LONDON—Irishwoman Anne Enright was awarded the Man Booker Prize for Fiction, one of the literary world’s most prestigious awards, for her family epic “The Gathering” on Tuesday.
The 45-year-old beat favourites Ian McEwan, who won the award in 1998, and Lloyd Jones to the 50,000-pound (72,000-euro, 102,000-dollar) prize, awarded to the best work of fiction by an author from the Commonwealth or the Republic of Ireland.
“The Gathering”, Enright’s fourth novel, traces sexual hurt and redemption through three generations, showing how memories warp and family secrets fester. The book’s narrator, Veronica Hegarty, traces her family history after her brother, Liam, commits suicide by walking into the sea, hoping to make sense of his death.

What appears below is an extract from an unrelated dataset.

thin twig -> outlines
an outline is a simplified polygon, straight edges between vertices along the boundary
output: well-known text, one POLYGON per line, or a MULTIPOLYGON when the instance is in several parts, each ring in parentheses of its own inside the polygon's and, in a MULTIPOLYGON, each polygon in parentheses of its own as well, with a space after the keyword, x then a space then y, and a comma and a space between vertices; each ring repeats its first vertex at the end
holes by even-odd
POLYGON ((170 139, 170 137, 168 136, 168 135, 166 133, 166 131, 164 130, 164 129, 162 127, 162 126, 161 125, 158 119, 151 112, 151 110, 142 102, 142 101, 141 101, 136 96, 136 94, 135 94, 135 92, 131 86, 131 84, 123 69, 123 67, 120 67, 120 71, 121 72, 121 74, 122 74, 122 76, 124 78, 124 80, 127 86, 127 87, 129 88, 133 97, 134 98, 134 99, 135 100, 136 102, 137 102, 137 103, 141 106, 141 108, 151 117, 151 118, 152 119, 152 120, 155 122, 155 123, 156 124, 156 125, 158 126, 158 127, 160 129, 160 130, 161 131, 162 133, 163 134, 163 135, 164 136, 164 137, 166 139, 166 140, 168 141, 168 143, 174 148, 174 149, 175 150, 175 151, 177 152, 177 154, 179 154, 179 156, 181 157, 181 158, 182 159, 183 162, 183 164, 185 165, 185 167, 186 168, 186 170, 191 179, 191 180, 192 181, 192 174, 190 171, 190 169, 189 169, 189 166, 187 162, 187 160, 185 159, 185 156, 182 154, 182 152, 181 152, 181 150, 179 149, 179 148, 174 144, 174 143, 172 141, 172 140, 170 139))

“When people pick up a book they may want something happy that will cheer them up,” Enright said. “In that case, they shouldn’t really pick up my book ... it is the intellectual equivalent of a Hollywood weepie.”
She later told the BBC: “Why go to sad films? Why read a sad book? ... It releases something, or enables something.” Howard Davies, the chair of the judging panel for the prize, hailed the novel as “a powerful, uncomfortable and, at times, angry book.” “We think she is an impressive novelist, we expect to hear a lot more from her. “The book is powerful, it pulls you along and it has an absolutely brilliant ending. It has one of the best last sentences of any novel I have ever read.”
The judges had spent more than two hours deliberating, and Davies said that it had been a “tight decision”, but added that it was eventually unanimous. Aside from Enright’s work, the five books that made the prize’s shortlist were “On Chesil Beach” by Britain’s McEwan; “Mister Pip” by New Zealander Jones; “Animal’s People” by Indra Sinha, “Darkmans” by Britain’s Nicola Barker, and “The Reluctant Fundamentalist” by British-Pakistani Mohsin Hamid.
Of the six, only McEwan had been nominated previous to this year. “Since the shortlist was announced, people have been so fantastic, especially in Ireland,” Enright told the BBC.